Apr 19, 2018 Student Stories 0 Comments

There is a specific cacophony that accompanies a room of musicians, a discordant mix of scales and warm-ups, with boisterous showoffs playing dramatic solos from the margins. For most, an experience in the backstage holding pen is jarring, but for me, it represents my career as an orchestral musician. The bizarrely alienating combination of shrill winds, blaring strings, and thundering brass has forced me to survive as an individual while playing in an ensemble. I have learned to fulfill my role by simply contributing my well-rehearsed notes to the orchestral whole. And yet, after a chance encounter with evangelical prayer, I was forced to recognize the error of my ways.

I stood in a state of acute discomfort wedged between a cello case and a set of risers. I was backstage at a local church, waiting to churn out the simple melodies inextricable from the holiday season. The noise in the room had reached a fever pitch. A violinist’s Irish jig fought valiantly against the vocal warm-ups from the choir, but the do-re-me’s had power in numbers. The pastor climbed to the center of the commotion, easily silencing the room. He launched into religiously infused speech, discussing the wonders of holiday music (a wonder lost on me after the 15th rehearsal of “Sleigh Ride”) before the group bowed their heads in prayer.

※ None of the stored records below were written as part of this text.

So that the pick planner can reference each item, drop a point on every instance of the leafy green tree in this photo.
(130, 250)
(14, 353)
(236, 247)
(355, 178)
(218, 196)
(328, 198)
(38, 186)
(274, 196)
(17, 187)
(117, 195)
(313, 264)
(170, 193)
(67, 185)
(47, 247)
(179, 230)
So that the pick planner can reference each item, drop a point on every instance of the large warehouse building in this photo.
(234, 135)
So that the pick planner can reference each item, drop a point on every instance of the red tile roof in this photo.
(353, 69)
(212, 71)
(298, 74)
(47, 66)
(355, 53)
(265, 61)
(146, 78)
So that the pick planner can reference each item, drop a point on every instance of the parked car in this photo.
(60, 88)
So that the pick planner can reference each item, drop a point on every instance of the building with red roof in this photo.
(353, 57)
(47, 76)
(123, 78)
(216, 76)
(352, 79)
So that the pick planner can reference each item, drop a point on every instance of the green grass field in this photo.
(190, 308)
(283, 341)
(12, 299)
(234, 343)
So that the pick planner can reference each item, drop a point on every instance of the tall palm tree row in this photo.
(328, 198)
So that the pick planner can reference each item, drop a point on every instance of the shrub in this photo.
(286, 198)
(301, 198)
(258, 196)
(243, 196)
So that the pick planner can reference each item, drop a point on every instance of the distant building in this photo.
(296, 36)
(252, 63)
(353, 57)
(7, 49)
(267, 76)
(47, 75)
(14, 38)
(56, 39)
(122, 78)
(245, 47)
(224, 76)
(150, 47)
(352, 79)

I only followed suit out of respect, but the religious flavor of the room was devout. It was just a gig for me, but almost all of the other musicians were part of the congregation. A voice suddenly rang out. “God,” it began. I frowned in confusion. The owner of the voice was elderly, so it was possible that he didn’t realize that he was speaking out loud. How embarrassing. “Thank you for this beautiful music. Amen.” I glanced around the room. Surprisingly, no one else seemed startled by his announcement. Before I could contemplate this development, another spoke up, voicing her private desires in a public place! More joined in, and the intensity and emotion swelled. I stood agape as they sounded off in a blur. Some were joyous, others mournful, all incredibly open and personal. They spoke in harmony, voices reflecting and complementing one another. The image of a giant brain, individual neurons firing for a single consciousness came to mind. I suddenly realized the parallels between the event unfolding and the impending concert. The prayer itself was almost like a performance, 40 or so people collaborating to create a mesmerizing spectacle. It was their connectivity, their unabashed openness that produced a scene as breathtaking and lyrical as a Tchaikovsky string quartet. They were plural, yet the effect was singular.

Half an hour later, I listened intently to the orchestra. Beneath the catchy invitation for a sleigh ride together, I found the familiar quality I searched for. My peers did not simply play their notes; they felt and listened to each other, responding melodically across the stage, growing and pulsing together in time with the conductor’s baton. Recollecting the startling and foreign prayer, I understood what it meant to be a true musician. The music flowed from their awareness of each other, not black ink on a page. Through their instruments, they once again prayed.